RAMONE ABREU AMADO
GINASTA
(EXERCÍCIOS NAS ARGOLAS)
Ele rebela o corpo para prever
até onde se pode aproximar dos movimentos de Deus
Nas argolas o ginasta apresenta a coifa das asas do anjo equívoco
e ao ser também atacado por um trecho dos tentáculos de Deus
impulsiona-se para o longe da terra
e opina no céu
O corpo reunido de ponta-cabeça
oferece visão do Cristo Invertido
e o ginasta — homem físico e transcendental,
singular na acuidade das asas,
flexiona-se na força que não possui
até o desistir da lágrima e da competição.

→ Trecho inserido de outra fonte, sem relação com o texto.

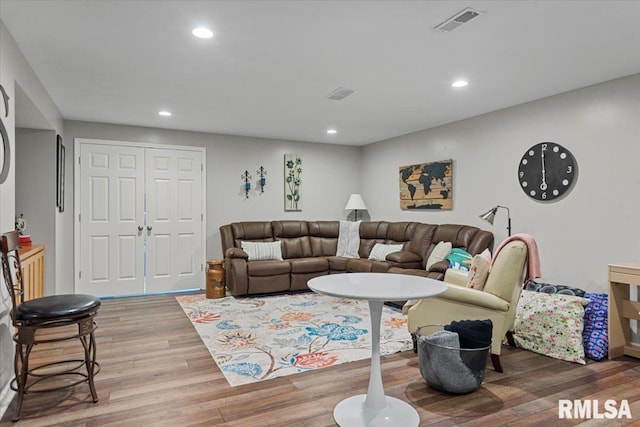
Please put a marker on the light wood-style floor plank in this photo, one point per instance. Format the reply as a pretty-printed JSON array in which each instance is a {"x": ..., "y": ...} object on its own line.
[{"x": 155, "y": 371}]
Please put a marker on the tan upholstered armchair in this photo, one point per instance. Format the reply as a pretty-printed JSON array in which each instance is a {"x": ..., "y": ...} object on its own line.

(De Imitação de espelho, 2001)
ANIVERSÁRIO DE MORTE
as palavras perdem a esfera do dia em que estamos
creio que estais sabendo de uma nova citação para comemorar
lembra-te! não escondas as fatias de luz que agregam morte ao bolo
fazemos anos na lúcida minoridade
de quem ainda suspeita
sol nas olheiras
papel de seda que não se dobra
borboleta esvaindo-se em pó químico
moinhos que gelam águas que os cercam
minha felicidade embrulhada no estômago
entrego na dedicatória
penso que o querer está mais bonito sem confeitos
garfinhos de plástico espinham meu coração
na estrutura das décadas
pássaros comprimários ensaiam tons patéticos
formas inarticuladas da natureza comentam minha vida
esta em que resolvi ir da fala à voz
todos nós devemos ler a história das lágrimas de Cesário
eu vim para cantar
em agudo “com quem será?”
não confundas isto com servilidade
para não seres tão cardíaco na posse
triste lembrar daqueles que morrem em aniversários
aprendiz de jamais apagar velas longe do vento
na arribação
troquei tua vida pela metáfora
assim quebrei a abertura do silêncio
(Inédito)
PULMÃO DE NARCISO
o pão comido nos bosques
alma confeccionada em poliamida
e os olhos ainda jovens do momento fortuito
não apresentam mais resistência
à tração, à abrasão destes dias
aos quais os calendários tratores nos forçam
minhas reviravoltas são de nylon
e coleciono desde já as cordas para o motor de popa
que me irá arrastar enseada adentro
o sisal do avô nos serve
posto que não serve para as grandes quedas
(enfileirados na mucosa saudaremos nosso sangue todo misturado)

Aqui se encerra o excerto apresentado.